The first morning was a bit of a doozy, and not because my husband wasn't catching on to the skiing thing. He picked it up pretty well! However, his skis were all wrong, his boots didn't fit right, he was too hot in some places, too cold in others. So, after only a couple of runs he decided it was time to go back to the dreaded, overcrowded, super heated ski rental place. His morning wound up consisting of about 4 different trips back to the rental place, 4 different long lines to have to wait through, several hoards of people to have to push through...basically a nightmare for a guy who hates crowds and small spaces, as well as being overheated while waiting in full ski gear whilst inside a heated indoor space. 

His final trip there was a nightmare and the look on his face said it all. He had some kind of snafu with the locker (ended up not being able to change the money in order to pay it, or something to that effect). He approached the ski dude taking care of rentals to try to settle this final inconvenience. His eyes must have looked about to cry and he started explaining what was going on with the locker. Clearly he was frustrated and this whole experience was giving him a nervous breakdown. The ski dude looked as if the anxiety emanating off of my husband's entire being was totally crushing his mountain high. He cutoff my husband in mid sentence and put his hand up in a stop gesture.

"Dude, dude...no worries on the mountain, man," he said. And immediately gave him all the change he needed, probably more than he needed, in a move that spoke volumes as to the importance of keeping that worried state out of the happy mountain zone.

We have kind of a inside joke now when either of us begins to freak out about something. No worries on the mountain has become sort of a mantra to relaxing, keeping things in perspective, just realizing that this, too, shall pass.
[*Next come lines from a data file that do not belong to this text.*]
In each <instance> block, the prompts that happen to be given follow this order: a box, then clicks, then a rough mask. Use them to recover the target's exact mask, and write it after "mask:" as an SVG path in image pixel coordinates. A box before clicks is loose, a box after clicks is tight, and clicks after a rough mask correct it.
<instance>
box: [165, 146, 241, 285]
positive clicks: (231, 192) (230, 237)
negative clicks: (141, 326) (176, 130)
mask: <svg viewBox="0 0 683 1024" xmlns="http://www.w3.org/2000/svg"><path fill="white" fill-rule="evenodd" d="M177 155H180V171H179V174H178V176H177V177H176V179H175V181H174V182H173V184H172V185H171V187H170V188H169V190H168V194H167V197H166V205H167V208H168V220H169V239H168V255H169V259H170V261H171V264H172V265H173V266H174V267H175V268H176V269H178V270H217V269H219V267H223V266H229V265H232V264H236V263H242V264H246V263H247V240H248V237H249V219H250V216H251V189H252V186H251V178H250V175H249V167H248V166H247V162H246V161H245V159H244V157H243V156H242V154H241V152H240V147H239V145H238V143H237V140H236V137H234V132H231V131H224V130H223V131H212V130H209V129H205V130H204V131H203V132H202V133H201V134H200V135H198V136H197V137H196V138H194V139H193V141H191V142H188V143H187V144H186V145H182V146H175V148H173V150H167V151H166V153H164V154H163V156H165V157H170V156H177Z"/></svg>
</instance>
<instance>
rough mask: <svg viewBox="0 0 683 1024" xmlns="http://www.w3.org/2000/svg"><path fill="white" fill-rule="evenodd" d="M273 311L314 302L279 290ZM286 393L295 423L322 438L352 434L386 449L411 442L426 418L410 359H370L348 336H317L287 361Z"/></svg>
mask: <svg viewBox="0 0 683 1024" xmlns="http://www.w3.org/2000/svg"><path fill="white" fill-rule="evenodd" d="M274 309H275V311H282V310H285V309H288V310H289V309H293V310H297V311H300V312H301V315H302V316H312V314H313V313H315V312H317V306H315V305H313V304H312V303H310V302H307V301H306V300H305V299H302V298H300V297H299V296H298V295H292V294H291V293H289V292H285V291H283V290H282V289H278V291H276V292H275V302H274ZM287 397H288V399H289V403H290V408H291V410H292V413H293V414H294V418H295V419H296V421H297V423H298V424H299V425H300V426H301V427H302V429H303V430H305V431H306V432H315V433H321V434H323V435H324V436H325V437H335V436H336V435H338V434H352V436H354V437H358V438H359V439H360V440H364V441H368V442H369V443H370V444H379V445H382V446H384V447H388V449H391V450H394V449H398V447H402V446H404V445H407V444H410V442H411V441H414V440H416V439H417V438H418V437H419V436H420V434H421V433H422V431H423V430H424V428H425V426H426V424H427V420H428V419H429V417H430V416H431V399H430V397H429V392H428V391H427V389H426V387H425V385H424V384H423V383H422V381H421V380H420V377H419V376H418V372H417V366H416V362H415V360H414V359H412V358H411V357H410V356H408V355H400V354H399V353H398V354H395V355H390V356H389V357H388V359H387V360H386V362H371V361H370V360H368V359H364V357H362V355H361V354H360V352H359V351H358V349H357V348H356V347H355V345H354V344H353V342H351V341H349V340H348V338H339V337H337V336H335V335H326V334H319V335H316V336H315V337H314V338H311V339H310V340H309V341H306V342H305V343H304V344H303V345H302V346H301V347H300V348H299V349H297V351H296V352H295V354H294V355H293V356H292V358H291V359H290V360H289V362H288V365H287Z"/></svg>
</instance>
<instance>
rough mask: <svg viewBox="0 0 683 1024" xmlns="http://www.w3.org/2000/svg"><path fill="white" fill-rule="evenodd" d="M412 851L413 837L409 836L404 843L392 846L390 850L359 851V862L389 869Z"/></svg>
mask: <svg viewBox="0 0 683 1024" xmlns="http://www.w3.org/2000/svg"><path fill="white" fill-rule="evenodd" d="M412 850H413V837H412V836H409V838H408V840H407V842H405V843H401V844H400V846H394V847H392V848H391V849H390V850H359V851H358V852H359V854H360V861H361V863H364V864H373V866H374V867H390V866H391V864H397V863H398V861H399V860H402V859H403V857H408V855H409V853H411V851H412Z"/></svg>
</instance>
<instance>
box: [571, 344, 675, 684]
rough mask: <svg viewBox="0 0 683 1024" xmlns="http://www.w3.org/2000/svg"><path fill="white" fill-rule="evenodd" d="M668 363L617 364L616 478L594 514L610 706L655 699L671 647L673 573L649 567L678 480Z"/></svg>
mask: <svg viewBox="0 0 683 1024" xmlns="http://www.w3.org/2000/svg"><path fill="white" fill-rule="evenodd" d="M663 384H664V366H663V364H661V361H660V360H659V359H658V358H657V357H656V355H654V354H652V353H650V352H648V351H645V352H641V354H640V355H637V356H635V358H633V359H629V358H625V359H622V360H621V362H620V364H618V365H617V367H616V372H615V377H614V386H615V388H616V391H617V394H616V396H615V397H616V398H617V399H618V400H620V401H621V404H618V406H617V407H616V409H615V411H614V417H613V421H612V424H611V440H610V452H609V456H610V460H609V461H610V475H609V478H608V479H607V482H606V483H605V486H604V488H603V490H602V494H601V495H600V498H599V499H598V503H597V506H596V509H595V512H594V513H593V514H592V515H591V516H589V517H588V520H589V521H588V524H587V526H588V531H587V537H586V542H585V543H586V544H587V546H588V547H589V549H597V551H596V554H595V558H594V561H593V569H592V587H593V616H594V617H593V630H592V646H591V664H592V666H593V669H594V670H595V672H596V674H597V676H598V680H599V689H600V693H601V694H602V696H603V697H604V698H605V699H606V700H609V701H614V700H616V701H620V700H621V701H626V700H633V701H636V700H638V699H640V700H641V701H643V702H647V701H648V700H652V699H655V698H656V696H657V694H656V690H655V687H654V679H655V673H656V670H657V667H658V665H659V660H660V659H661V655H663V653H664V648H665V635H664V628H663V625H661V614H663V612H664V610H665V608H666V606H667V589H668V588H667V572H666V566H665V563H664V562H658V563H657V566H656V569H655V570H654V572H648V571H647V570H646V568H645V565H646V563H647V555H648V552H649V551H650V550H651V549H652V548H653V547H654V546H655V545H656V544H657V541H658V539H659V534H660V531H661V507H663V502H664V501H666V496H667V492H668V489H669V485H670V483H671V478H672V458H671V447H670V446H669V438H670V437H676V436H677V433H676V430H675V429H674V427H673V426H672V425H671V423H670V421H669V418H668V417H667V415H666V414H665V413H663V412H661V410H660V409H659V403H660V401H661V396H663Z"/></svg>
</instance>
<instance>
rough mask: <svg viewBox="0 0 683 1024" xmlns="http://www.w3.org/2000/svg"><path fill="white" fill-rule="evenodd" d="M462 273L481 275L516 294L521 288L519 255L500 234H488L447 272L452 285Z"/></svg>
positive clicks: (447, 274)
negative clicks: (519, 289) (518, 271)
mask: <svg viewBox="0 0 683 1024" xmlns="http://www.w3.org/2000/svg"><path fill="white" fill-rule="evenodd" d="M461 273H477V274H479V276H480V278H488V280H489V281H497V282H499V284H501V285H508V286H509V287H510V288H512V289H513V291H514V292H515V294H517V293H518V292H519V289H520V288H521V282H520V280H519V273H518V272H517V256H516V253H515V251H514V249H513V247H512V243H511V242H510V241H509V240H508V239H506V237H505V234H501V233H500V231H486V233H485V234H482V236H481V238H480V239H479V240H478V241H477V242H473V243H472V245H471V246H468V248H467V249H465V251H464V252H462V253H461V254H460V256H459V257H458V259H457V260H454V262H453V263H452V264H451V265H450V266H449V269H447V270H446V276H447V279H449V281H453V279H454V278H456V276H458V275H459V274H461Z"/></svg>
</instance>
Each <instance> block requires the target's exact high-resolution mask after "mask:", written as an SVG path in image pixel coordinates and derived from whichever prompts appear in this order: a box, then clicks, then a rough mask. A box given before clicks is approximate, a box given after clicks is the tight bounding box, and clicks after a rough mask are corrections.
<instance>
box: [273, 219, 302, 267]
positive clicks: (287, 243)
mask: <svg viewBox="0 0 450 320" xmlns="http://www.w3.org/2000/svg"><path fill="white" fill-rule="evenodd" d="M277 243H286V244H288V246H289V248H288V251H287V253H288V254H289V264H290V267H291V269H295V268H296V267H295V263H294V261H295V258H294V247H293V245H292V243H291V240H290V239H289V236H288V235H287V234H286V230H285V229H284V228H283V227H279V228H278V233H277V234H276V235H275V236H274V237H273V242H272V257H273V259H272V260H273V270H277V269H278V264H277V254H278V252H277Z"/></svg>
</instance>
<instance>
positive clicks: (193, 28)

Our life has become that happy mountain and why shouldn't we protect it from all those petty, annoying, nagging worries that threaten to bring us down. No way, man! I'm staying on my happy mountain and aint nobody gonna bring me down!

With that in mind, I encourage you to take a look at your life and think about the worries that come in each day, knocking on your door, threatening to take your happiness away. They will come, inevitably, whether invited or not. So when they do (and they will) just tell them, "No thank you! You're not welcome! Didn't you see the sign? It says: No Worries on MY Mountain. Man. Peace out."







“If a problem is fixable, if a situation is such that you can do something about it, then there is no need to worry. If it's not fixable, then there is no help in worrying. There is no benefit in worrying whatsoever.”